Frontend is the visual aspect of the web that users interact with. It works on any device, operation system or internet connection but, compared to the native world, it has many limitations. Due to frontend’s importance, however, web APIs are constantly evolving, getting stronger and providing more capabilities.
Which brings us to distinguishing the "best" frontend framework available. Over the past decade, we’ve chased the answer many times. Thanks to the progress of the whole web community, there are numerous great alternatives to choose from. Our conclusion is, it doesn’t matter what you choose. Or, rather, that shouldn’t be your focus. What matters is: What will be the output?
Five Focus Points
The quality output of web apps could be defined by five categories, all of which work together to create a truly valuable result.

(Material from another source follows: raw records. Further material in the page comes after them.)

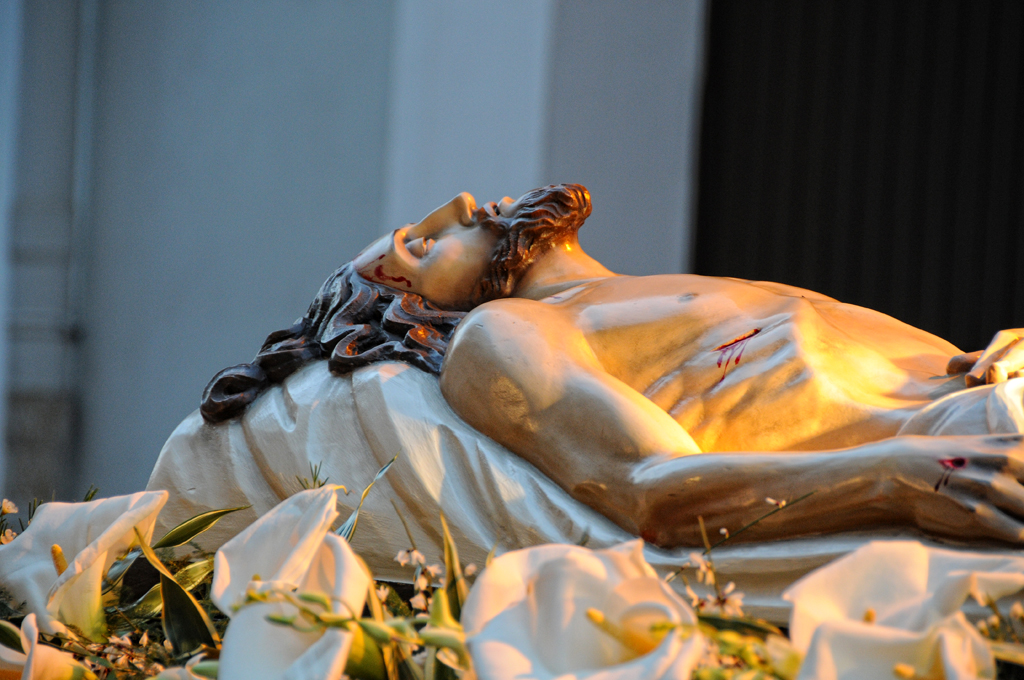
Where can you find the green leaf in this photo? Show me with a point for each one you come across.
(455, 584)
(146, 606)
(195, 574)
(152, 603)
(365, 659)
(10, 637)
(185, 623)
(348, 528)
(206, 669)
(189, 528)
(743, 626)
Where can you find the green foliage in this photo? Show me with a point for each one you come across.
(313, 481)
(192, 527)
(185, 624)
(347, 529)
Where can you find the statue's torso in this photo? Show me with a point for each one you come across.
(751, 366)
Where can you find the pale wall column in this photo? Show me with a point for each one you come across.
(467, 102)
(238, 161)
(624, 120)
(10, 71)
(42, 399)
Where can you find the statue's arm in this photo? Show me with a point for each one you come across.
(519, 372)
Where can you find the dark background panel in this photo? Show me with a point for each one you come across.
(872, 152)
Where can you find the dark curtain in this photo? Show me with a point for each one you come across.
(872, 152)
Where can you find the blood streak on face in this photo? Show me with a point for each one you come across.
(733, 348)
(948, 466)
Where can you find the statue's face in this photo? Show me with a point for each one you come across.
(442, 257)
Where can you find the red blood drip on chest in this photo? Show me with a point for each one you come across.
(733, 348)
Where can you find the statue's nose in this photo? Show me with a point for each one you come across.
(457, 211)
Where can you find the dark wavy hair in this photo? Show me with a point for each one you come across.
(353, 322)
(546, 217)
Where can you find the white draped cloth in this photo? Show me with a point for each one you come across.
(354, 424)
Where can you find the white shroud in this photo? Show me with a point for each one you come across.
(492, 498)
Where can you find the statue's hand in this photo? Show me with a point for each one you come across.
(1004, 358)
(971, 492)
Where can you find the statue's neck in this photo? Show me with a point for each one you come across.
(558, 269)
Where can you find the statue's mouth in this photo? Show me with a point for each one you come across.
(420, 247)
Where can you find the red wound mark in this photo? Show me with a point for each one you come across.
(379, 273)
(733, 348)
(948, 466)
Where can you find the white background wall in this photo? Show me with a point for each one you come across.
(241, 153)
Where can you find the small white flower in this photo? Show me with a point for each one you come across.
(420, 601)
(414, 557)
(705, 572)
(695, 600)
(730, 602)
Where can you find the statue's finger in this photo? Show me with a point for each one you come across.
(1014, 357)
(963, 363)
(999, 345)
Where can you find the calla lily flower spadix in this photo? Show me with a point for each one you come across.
(87, 538)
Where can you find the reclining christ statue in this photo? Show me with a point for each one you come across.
(655, 399)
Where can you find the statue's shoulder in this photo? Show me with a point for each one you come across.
(505, 309)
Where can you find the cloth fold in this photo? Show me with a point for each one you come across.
(354, 424)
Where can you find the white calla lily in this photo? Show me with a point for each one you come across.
(559, 610)
(289, 549)
(91, 536)
(39, 662)
(894, 603)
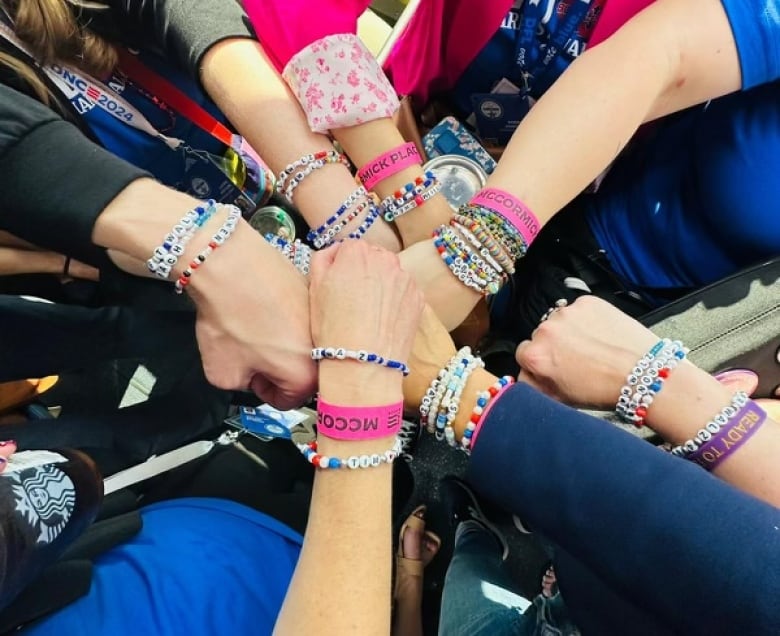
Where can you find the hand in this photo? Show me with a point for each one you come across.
(362, 299)
(253, 321)
(582, 354)
(431, 352)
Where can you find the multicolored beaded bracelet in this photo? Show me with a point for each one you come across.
(340, 353)
(705, 434)
(222, 235)
(483, 400)
(647, 379)
(166, 255)
(324, 234)
(292, 176)
(353, 462)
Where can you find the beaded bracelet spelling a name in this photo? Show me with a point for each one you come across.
(340, 353)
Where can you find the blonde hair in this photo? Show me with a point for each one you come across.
(52, 32)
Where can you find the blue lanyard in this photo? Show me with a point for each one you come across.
(534, 63)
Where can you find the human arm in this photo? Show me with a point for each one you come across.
(672, 55)
(348, 534)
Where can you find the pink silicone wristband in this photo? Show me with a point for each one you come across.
(388, 164)
(358, 423)
(512, 209)
(485, 414)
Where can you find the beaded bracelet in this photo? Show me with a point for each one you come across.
(221, 235)
(340, 353)
(486, 240)
(292, 176)
(705, 434)
(166, 255)
(464, 263)
(298, 253)
(477, 414)
(353, 462)
(646, 380)
(324, 234)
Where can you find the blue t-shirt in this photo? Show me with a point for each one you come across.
(198, 567)
(697, 200)
(545, 20)
(140, 148)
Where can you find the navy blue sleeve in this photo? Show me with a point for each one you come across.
(756, 28)
(684, 546)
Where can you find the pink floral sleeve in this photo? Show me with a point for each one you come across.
(339, 83)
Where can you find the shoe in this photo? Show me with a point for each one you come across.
(414, 567)
(47, 500)
(463, 505)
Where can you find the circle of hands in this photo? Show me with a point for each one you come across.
(357, 296)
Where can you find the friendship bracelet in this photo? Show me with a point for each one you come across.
(353, 462)
(512, 209)
(494, 392)
(321, 236)
(389, 164)
(166, 255)
(705, 434)
(298, 253)
(332, 353)
(351, 423)
(222, 235)
(739, 429)
(474, 231)
(294, 174)
(646, 380)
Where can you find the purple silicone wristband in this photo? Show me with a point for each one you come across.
(729, 438)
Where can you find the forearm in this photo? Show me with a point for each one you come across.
(269, 117)
(672, 55)
(370, 140)
(342, 581)
(645, 522)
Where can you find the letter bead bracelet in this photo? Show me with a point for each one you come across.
(340, 353)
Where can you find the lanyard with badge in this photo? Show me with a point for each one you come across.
(239, 178)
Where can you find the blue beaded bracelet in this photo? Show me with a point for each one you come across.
(340, 353)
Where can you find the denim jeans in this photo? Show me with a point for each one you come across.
(479, 597)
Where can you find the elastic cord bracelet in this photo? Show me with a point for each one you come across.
(351, 423)
(340, 353)
(647, 379)
(222, 235)
(712, 427)
(740, 428)
(294, 174)
(512, 209)
(389, 164)
(353, 462)
(484, 400)
(166, 255)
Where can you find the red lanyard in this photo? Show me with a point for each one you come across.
(173, 97)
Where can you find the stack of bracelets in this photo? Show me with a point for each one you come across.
(441, 403)
(485, 238)
(726, 432)
(166, 255)
(349, 423)
(647, 379)
(298, 253)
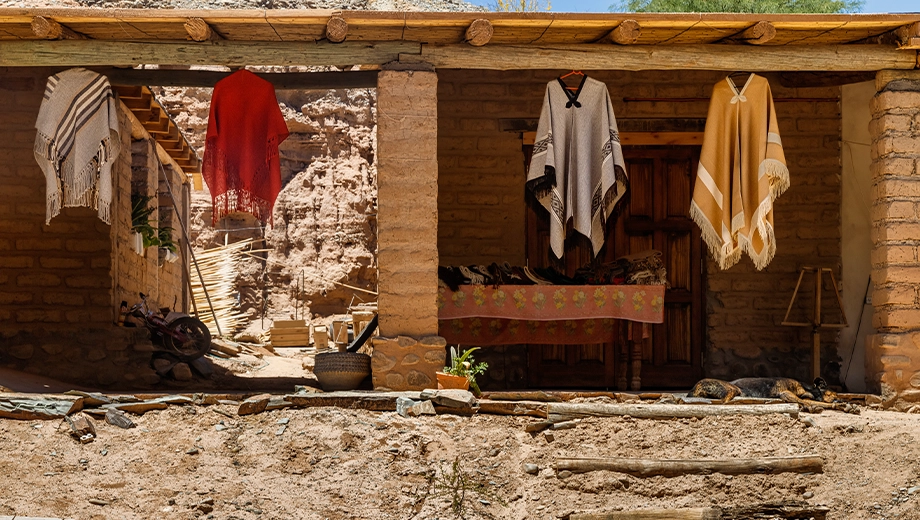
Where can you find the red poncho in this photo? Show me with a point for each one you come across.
(241, 165)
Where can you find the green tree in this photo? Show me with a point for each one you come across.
(738, 6)
(521, 5)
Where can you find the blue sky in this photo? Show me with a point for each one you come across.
(871, 6)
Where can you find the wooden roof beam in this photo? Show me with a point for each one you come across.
(666, 57)
(757, 34)
(479, 32)
(201, 31)
(627, 33)
(87, 53)
(908, 36)
(49, 29)
(336, 29)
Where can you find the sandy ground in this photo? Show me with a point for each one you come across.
(329, 463)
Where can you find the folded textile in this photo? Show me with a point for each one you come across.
(77, 141)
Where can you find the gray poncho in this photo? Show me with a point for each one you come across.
(77, 142)
(577, 170)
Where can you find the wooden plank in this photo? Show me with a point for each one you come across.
(109, 53)
(690, 513)
(679, 467)
(374, 401)
(558, 412)
(669, 57)
(283, 324)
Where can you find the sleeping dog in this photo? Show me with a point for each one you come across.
(784, 388)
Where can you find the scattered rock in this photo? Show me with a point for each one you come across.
(118, 418)
(255, 404)
(182, 372)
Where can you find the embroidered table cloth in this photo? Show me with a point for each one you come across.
(544, 314)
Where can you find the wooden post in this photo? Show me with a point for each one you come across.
(627, 33)
(680, 467)
(757, 34)
(479, 32)
(336, 29)
(49, 29)
(200, 31)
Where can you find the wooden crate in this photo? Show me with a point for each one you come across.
(292, 333)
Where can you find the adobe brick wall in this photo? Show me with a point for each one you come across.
(893, 355)
(56, 301)
(407, 192)
(481, 202)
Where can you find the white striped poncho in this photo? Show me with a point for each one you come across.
(77, 142)
(577, 171)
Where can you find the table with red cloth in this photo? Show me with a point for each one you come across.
(552, 315)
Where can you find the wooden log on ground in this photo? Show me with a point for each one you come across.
(374, 401)
(49, 29)
(691, 513)
(545, 397)
(479, 32)
(519, 408)
(679, 467)
(783, 510)
(29, 407)
(336, 29)
(627, 33)
(558, 412)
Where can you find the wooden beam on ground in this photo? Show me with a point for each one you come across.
(908, 36)
(664, 57)
(200, 31)
(336, 29)
(627, 33)
(479, 32)
(207, 79)
(558, 412)
(757, 34)
(49, 29)
(679, 467)
(74, 53)
(689, 513)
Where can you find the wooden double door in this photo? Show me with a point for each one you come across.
(656, 216)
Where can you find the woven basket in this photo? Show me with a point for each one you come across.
(341, 370)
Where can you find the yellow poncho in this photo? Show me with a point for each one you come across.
(742, 171)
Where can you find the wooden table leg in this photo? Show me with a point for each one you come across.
(622, 348)
(636, 339)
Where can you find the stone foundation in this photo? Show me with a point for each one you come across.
(404, 363)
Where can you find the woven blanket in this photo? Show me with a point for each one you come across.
(241, 164)
(577, 170)
(742, 171)
(77, 142)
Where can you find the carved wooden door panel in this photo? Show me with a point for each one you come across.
(656, 217)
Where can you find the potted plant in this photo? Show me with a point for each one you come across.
(462, 371)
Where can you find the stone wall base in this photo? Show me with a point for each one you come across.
(893, 368)
(405, 363)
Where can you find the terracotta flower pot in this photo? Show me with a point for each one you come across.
(446, 381)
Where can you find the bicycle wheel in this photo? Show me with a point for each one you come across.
(193, 338)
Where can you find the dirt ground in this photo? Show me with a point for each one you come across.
(330, 463)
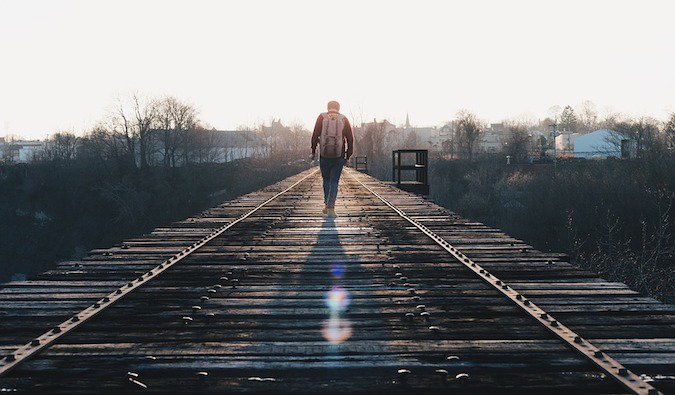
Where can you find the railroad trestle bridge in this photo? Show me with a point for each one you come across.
(265, 294)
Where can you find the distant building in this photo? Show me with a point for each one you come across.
(492, 139)
(238, 144)
(602, 144)
(427, 137)
(564, 143)
(21, 151)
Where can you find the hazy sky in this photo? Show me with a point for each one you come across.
(62, 63)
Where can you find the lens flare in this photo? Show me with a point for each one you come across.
(337, 299)
(337, 330)
(337, 270)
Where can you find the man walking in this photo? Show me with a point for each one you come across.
(331, 131)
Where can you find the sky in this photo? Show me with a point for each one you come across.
(63, 63)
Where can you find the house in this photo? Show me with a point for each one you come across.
(564, 143)
(426, 137)
(491, 140)
(20, 151)
(602, 144)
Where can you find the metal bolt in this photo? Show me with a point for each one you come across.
(403, 374)
(462, 377)
(137, 383)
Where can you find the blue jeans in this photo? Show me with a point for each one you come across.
(331, 169)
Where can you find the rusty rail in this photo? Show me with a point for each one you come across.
(606, 363)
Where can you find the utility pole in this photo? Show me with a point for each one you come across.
(554, 133)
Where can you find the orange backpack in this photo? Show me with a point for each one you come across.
(331, 135)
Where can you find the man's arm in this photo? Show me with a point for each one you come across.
(349, 136)
(316, 134)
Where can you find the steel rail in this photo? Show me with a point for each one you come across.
(607, 364)
(48, 338)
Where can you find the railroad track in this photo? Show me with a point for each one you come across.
(264, 294)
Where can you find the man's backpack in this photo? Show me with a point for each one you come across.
(331, 135)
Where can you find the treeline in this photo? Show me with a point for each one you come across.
(148, 162)
(55, 210)
(614, 217)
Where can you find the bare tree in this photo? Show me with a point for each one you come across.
(669, 131)
(61, 146)
(412, 140)
(568, 120)
(145, 114)
(649, 142)
(468, 131)
(518, 143)
(175, 120)
(588, 116)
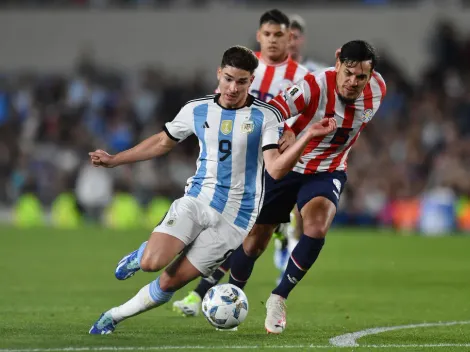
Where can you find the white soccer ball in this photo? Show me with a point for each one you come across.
(225, 306)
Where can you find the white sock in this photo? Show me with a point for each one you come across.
(149, 296)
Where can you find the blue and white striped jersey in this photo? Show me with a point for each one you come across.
(230, 167)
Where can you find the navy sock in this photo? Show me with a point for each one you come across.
(302, 258)
(242, 267)
(207, 282)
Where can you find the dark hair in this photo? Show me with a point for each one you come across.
(297, 22)
(274, 16)
(356, 51)
(240, 57)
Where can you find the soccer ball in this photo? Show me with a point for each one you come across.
(225, 306)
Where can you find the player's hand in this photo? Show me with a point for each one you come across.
(337, 53)
(323, 127)
(287, 139)
(101, 158)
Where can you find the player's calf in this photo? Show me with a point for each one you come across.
(275, 322)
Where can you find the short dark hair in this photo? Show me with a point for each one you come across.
(356, 51)
(297, 22)
(274, 16)
(240, 57)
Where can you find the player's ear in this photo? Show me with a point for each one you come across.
(337, 65)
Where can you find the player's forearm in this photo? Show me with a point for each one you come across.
(287, 160)
(149, 148)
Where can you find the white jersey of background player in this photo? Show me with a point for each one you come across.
(236, 134)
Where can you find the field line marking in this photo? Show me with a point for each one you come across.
(247, 347)
(349, 340)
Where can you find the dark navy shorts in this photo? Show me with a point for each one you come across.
(295, 188)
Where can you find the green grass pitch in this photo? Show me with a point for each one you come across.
(54, 284)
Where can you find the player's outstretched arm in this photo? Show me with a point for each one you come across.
(278, 165)
(154, 146)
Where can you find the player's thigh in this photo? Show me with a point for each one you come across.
(178, 274)
(318, 200)
(258, 239)
(161, 249)
(180, 227)
(185, 220)
(299, 228)
(214, 245)
(279, 199)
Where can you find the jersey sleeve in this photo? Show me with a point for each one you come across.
(298, 98)
(182, 125)
(272, 129)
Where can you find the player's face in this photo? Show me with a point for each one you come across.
(274, 41)
(352, 78)
(233, 86)
(296, 43)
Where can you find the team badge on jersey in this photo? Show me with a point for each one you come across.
(294, 92)
(226, 126)
(367, 115)
(248, 126)
(285, 84)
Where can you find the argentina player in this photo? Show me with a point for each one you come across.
(237, 135)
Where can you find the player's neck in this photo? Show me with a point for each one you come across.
(228, 106)
(296, 57)
(274, 62)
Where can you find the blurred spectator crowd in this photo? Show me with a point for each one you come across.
(202, 3)
(414, 151)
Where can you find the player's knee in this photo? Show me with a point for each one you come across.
(167, 282)
(253, 248)
(316, 229)
(150, 263)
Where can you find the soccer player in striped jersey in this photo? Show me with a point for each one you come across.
(238, 134)
(276, 71)
(350, 93)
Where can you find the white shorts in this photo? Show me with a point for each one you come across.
(209, 237)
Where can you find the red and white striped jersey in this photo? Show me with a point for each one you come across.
(270, 80)
(314, 98)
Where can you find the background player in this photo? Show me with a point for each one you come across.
(297, 45)
(276, 71)
(221, 201)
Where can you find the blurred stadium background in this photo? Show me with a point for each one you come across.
(77, 75)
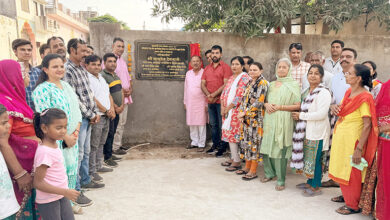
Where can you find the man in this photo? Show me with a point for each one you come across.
(300, 68)
(319, 59)
(118, 96)
(57, 46)
(106, 111)
(208, 56)
(248, 61)
(77, 77)
(195, 105)
(121, 70)
(214, 79)
(23, 52)
(332, 64)
(339, 86)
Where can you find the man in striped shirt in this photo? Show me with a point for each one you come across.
(300, 68)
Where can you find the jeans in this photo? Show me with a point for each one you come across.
(84, 150)
(216, 126)
(98, 138)
(107, 149)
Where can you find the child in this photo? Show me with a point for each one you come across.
(8, 204)
(50, 178)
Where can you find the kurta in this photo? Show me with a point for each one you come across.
(194, 99)
(345, 137)
(252, 127)
(48, 95)
(232, 135)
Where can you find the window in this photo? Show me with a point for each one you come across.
(36, 8)
(25, 5)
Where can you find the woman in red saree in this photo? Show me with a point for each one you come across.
(22, 143)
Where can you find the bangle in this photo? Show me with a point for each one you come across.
(20, 175)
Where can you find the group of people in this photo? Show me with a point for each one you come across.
(61, 126)
(330, 116)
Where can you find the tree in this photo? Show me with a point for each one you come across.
(107, 18)
(251, 18)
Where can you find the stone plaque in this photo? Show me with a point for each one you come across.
(161, 60)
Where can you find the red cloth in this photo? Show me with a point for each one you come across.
(214, 77)
(351, 192)
(348, 106)
(195, 51)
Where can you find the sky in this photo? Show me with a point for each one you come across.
(135, 13)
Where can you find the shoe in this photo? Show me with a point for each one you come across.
(125, 148)
(97, 178)
(211, 151)
(104, 170)
(219, 153)
(119, 152)
(93, 185)
(111, 163)
(83, 201)
(77, 210)
(115, 158)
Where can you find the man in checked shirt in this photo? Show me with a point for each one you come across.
(77, 77)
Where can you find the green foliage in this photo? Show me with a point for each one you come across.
(251, 18)
(107, 18)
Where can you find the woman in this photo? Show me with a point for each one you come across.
(22, 143)
(283, 97)
(251, 116)
(355, 138)
(312, 132)
(376, 84)
(52, 92)
(230, 103)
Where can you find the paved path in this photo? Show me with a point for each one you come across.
(201, 189)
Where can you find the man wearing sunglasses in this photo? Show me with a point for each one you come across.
(300, 68)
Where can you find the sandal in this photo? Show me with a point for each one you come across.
(247, 177)
(338, 199)
(310, 193)
(265, 179)
(233, 168)
(241, 172)
(345, 210)
(279, 188)
(226, 164)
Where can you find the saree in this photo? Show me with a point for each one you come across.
(13, 97)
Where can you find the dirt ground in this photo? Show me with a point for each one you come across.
(171, 182)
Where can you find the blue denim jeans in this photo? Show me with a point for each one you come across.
(84, 150)
(216, 126)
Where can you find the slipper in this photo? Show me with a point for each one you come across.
(247, 177)
(338, 199)
(345, 210)
(301, 186)
(241, 172)
(226, 164)
(310, 193)
(233, 168)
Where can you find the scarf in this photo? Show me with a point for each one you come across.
(12, 91)
(348, 106)
(230, 98)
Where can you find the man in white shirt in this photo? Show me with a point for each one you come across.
(318, 58)
(300, 68)
(332, 64)
(106, 111)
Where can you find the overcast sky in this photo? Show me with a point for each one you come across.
(134, 12)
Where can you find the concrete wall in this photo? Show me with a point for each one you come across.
(157, 114)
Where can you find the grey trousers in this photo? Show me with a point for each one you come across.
(57, 210)
(98, 139)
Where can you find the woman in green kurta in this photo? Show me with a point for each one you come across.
(282, 98)
(52, 92)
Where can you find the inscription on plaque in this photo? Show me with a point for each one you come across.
(162, 61)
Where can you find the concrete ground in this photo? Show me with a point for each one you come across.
(199, 188)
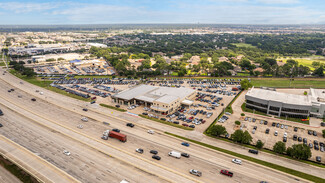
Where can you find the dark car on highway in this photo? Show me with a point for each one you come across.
(153, 152)
(156, 157)
(253, 151)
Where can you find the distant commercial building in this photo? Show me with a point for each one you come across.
(98, 45)
(287, 105)
(162, 100)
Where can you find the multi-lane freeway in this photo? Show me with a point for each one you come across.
(48, 126)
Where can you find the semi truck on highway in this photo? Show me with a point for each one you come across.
(113, 134)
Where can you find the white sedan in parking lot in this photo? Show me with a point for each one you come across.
(237, 161)
(84, 119)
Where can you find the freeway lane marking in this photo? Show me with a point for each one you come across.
(44, 162)
(106, 144)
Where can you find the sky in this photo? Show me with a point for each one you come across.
(38, 12)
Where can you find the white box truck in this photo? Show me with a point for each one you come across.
(175, 154)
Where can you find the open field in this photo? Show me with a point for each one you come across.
(243, 45)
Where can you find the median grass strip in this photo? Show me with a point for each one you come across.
(166, 122)
(112, 107)
(261, 162)
(16, 171)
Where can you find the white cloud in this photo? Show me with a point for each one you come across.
(27, 7)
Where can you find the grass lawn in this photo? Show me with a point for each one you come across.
(305, 61)
(166, 122)
(285, 82)
(243, 45)
(261, 162)
(243, 74)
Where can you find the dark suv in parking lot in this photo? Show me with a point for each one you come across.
(253, 151)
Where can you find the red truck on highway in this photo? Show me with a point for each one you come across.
(117, 135)
(226, 172)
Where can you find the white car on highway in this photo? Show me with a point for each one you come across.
(237, 161)
(151, 131)
(285, 134)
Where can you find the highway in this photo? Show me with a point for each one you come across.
(207, 161)
(84, 163)
(7, 177)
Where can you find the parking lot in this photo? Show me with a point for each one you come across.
(278, 130)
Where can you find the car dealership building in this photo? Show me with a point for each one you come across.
(162, 100)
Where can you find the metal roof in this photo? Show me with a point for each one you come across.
(150, 93)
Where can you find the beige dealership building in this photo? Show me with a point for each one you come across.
(160, 99)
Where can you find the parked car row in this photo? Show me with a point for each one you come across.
(70, 91)
(96, 81)
(107, 88)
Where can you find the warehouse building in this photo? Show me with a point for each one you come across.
(287, 105)
(162, 100)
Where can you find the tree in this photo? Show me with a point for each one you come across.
(246, 64)
(217, 130)
(259, 144)
(279, 147)
(300, 151)
(241, 137)
(237, 136)
(245, 84)
(315, 64)
(270, 61)
(319, 71)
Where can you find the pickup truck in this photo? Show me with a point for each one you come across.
(196, 172)
(226, 172)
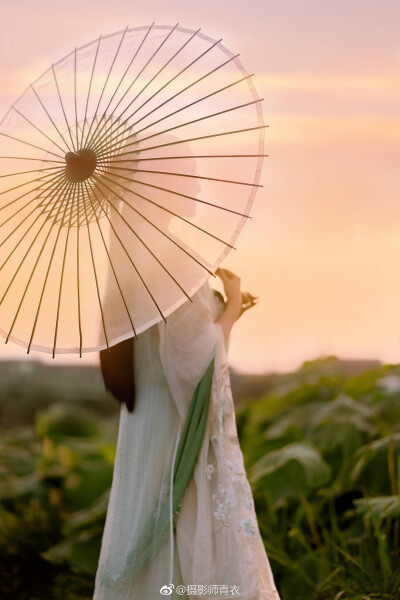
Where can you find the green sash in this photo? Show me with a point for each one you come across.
(154, 535)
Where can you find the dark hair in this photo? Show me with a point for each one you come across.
(117, 369)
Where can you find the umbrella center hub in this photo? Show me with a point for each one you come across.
(80, 165)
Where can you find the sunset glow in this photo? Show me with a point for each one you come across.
(323, 247)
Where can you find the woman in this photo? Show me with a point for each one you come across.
(183, 415)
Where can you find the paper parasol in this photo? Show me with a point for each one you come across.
(127, 171)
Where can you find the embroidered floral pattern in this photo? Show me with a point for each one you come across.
(224, 501)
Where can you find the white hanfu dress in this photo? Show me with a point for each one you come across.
(216, 549)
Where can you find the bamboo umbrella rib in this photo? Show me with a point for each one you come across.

These categories are:
- Great UX/UI
- Stability
- Performance
- Accessibility
- Security
Getting all of this right results in more than meets the eye. It’s crucial to understand the business impact of these focus points and why an investment in making them better means an investment in long-term success.
Great UX/UI
First impressions matter. Perfectly tuned UX/UI helps increase conversions, and automated end-to-end testing with visual regression can guarantee that you are not breaking your UI with new changes.
Stability
Having a crashing app can be detrimental to businesses. Using automated tests and monitoring services to pinpoint any problems before they got into production and cause real damage is always a must.
Performance
Get ahead of your competition by having a web app that loads faster. There are many studies covering how page load time affects conversion rates. Around 2014, mobile usage took over desktop use; since then, we've needed to focus on mobile first. And mobiles are unfortunately prone to be on a slow network.
Accessibility
The web can and should be accessible for anyone, despite any disabilities. Unfortunately, this optimization is not very common, yet it can make a big difference to your business. It’s simple: the more users feel catered to on your website, the more will become loyal customers who spread a good word.
Security
A project’s security used to be considered backend’s responsibility. Today, we know that the number of vulnerabilities present on frontend’s side is just as high — especially with single-page apps, where you often deal with sensitive data. The bare minimum is to run on a secure https protocol, but a strong frontend engineer will find many more ways to ensure security.
Tools and Guidelines
For an even deeper understanding of what the above-mentioned focus points mean, it’s very important to measure them. Because if there is ever an issue, you simply can’t fix what you don’t measure. We recommend utilizing the following tools:
- Lighthouse - great built-in tool in Chrome focusing on performance, accessibility, best practices and security
- Chrome User Experience Report - provides user experience metrics for how real-world Chrome users experience popular destinations on the web
- WebPageTest - runs a speed test from multiple locations from real browsers
- Analytics - always have them in place to understand the behavior of your users better
- WAVE and/or Accessibility Insights for Web - use to evaluate accessibility improvement opportunities
As for guidelines, that is a very broad topic. A solid foundation and strong development codex are the alpha-omega of quality software development. Squeeze the most out of your project setup. Choose the project starter wisely, consider using static type checking, set up code quality tools, enforce good practices, write tests, agree on code versioning flow, set up continuous integration & delivery and consider doing isolated component development.
For a more in-depth understanding, please see strv.gitbook.io/frontend/project-guidelines.
STRV Tip
At STRV, we are fans of React for numerous reasons. Nonetheless, we can easily adapt to Vue, Angular, Svelte or whatever comes next. As mentioned, we believe it’s really not about the road you take, but the output you end up with.